Because you have probably heard a lot of stories that, at least from the outside, are exactly like mine. We wanted to have a baby, we had a year of “seeing what happens,” followed by two years of “well, I guess we’re going to have to REALLY try for this,” and now we are having a baby. I’m due in September and life is so good. We learned a lot of lessons along the way and had a lot of introspective moments, and blah blah blah. Woo!
But we all know that the inside of a story is much more than just that. So hopefully by sharing something I’ve learned I can shed some new light on a familiar tale.
To me, one of the vital aspects of motherhood is being wise and having perspective on life that you can pass along to your children. And struggling for so long to BECOME a mom has given me some of that.
Here’s the thing about wanting something and not getting it—suddenly, it seems like everyone around you has what you want. It seemed like every single time I got on the internet someone was announcing their pregnancy on Facebook or a blog post. I don’t know how many times I sat at my computer and cried because it felt like everyone else was getting handed to them what I was working so hard to make happen.
I found myself feeling jealous and only focusing on what was NOT happening. But slowly something changed in me. Instead of feeling jealous for what I DIDN’T have, I learned to be grateful for what I DID. Here I was, getting to sleep 8, 9, heck, 10 if I wanted, hours every single night! And no one has pooped on me, I don’t think ever. My boobs aren’t sore, I can exercise. I can go on dates with my husband and it’s not a whole big production.
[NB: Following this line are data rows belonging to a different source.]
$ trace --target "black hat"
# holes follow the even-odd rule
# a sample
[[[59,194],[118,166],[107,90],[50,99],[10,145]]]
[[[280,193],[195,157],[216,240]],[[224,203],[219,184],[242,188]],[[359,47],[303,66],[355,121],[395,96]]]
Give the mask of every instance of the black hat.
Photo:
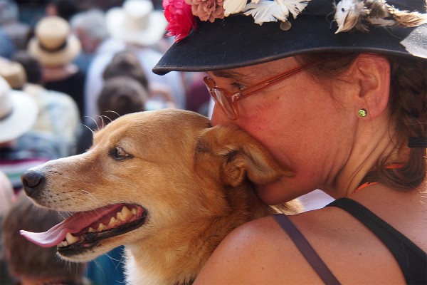
[[[268,3],[267,0],[260,0],[259,3],[263,1]],[[164,2],[169,1],[173,1],[164,0]],[[303,9],[296,19],[292,14],[294,17],[289,16],[285,21],[264,22],[262,25],[255,24],[254,17],[243,13],[216,19],[214,22],[196,18],[194,28],[188,36],[175,42],[153,71],[162,75],[173,71],[229,69],[305,53],[332,51],[427,58],[426,0],[341,0],[341,4],[337,0],[337,4],[333,0],[300,0],[300,2],[303,4]],[[349,7],[349,4],[352,6]],[[360,13],[357,17],[353,15],[357,19],[355,26],[349,31],[336,33],[338,29],[336,13],[348,12],[350,9],[359,10],[352,11],[354,13]],[[381,14],[384,11],[388,11],[389,14]],[[413,18],[418,18],[418,22],[400,24],[400,19],[390,15],[394,12],[396,15],[399,13],[413,15]],[[166,16],[167,18],[168,15]]]

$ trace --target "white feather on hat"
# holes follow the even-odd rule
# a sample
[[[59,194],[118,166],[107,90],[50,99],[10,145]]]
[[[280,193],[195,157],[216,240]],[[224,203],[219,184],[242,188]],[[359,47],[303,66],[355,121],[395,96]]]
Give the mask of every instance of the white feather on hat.
[[[148,0],[126,0],[122,7],[107,11],[105,21],[113,38],[144,46],[157,43],[167,26],[163,13],[154,11]]]

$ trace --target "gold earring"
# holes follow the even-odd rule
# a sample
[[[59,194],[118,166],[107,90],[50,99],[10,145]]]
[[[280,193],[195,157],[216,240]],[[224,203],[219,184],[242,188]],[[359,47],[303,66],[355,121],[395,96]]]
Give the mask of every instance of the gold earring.
[[[366,117],[368,115],[368,111],[367,111],[367,109],[360,109],[358,114],[359,117]]]

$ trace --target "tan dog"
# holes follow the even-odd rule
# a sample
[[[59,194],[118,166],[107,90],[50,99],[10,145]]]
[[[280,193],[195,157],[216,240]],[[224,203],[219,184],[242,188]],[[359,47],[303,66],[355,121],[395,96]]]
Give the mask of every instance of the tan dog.
[[[211,128],[184,110],[126,115],[97,131],[85,153],[23,175],[36,204],[75,214],[22,234],[74,261],[125,245],[128,283],[189,284],[227,234],[274,212],[252,185],[281,175],[292,172],[236,128]],[[297,201],[285,206],[300,210]]]

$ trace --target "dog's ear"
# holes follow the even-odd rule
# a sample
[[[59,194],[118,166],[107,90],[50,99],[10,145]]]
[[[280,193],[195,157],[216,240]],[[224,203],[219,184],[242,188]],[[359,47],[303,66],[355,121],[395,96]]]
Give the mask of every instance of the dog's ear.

Life was pretty amazing and I wasn’t even acting like it!
I realized that I would play the whole compare my life to hers game with nearly everyone around me. But then I started thinking, “If I’m doing this, maybe someone else is too. And maybe they are finding something about MY life to envy.” Because that’s the thing. You can always find something to envy about someone else’s life, and vice versa. So why don’t we all just try being jealous of OURSELVES?
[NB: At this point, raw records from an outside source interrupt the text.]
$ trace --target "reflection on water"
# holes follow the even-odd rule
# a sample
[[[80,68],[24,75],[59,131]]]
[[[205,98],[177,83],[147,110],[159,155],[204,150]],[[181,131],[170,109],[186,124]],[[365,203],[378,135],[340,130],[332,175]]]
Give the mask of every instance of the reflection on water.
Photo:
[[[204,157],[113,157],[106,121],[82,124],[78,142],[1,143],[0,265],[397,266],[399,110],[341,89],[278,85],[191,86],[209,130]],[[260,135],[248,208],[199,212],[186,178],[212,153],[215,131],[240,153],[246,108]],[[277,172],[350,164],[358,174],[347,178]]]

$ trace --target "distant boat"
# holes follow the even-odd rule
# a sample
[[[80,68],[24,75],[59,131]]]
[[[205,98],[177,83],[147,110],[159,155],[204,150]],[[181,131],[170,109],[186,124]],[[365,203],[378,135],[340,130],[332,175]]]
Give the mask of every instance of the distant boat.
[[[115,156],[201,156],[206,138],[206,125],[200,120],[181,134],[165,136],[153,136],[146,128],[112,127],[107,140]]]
I started trying to really embrace my childless life, and savor those moments that might be impossible when a baby arrives. Going to the store and wandering around aimlessly, trying on all the things. Sleeping in. So much sleeping in! And rather than be frustrated that my body wasn’t doing the thing I wanted it to, I would be so proud of it for all the other things it could do. I ran races and hiked and always tried to be so grateful that my body could do those things. Many times when my husband and I would jump in the car to go to a movie or out to dinner, or even to Costco I would think about how nice and convenient it was to just be the two of us. And we tried to always talk about how fun our life was too. I remember once we were talking and I realized that friends of ours that got married the same time
we did had just had their third child. I mentioned that to Chris, and he laughed and said, “Suckers!”
Now, obviously I was not always this way, and there were hard times. (I’m secretly kind of terrified that one of my peeps will read this and be like, “YEAH RIGHT. She cried on my shoulder over this!”) But I
really believe that having to wait for this baby taught me the most valuable lesson about jealousy and gratitude that I ever could have learned.
And I hope so badly that I can remember this time for the rest of my life. And someday when my daughter (daughter! It’s a girl! I wanted a girl so badly and here we are!) is having problems feeling jealous of other people, I can remind her of all the wonderful things about her own life to be grateful for. And most beautiful of all, I can tell her the story of waiting for her.
A year ago I was actually kind of thankful to NOT be pregnant. We had a summer full of travel, and lots of fun activities to do. And taking a break from trying was so liberating. Not having to track ovulation or worry about the calendar feels so good.
But right now, I feel like the luckiest girl in the world. For years and years I have wanted my oldest child to be a girl, and she will be! My greatest hope is that I can keep up the momentum I’ve started with this whole being grateful thing, because it makes life so much better. And I am so excited to begin creating a wonderful, grateful life as a new family of three.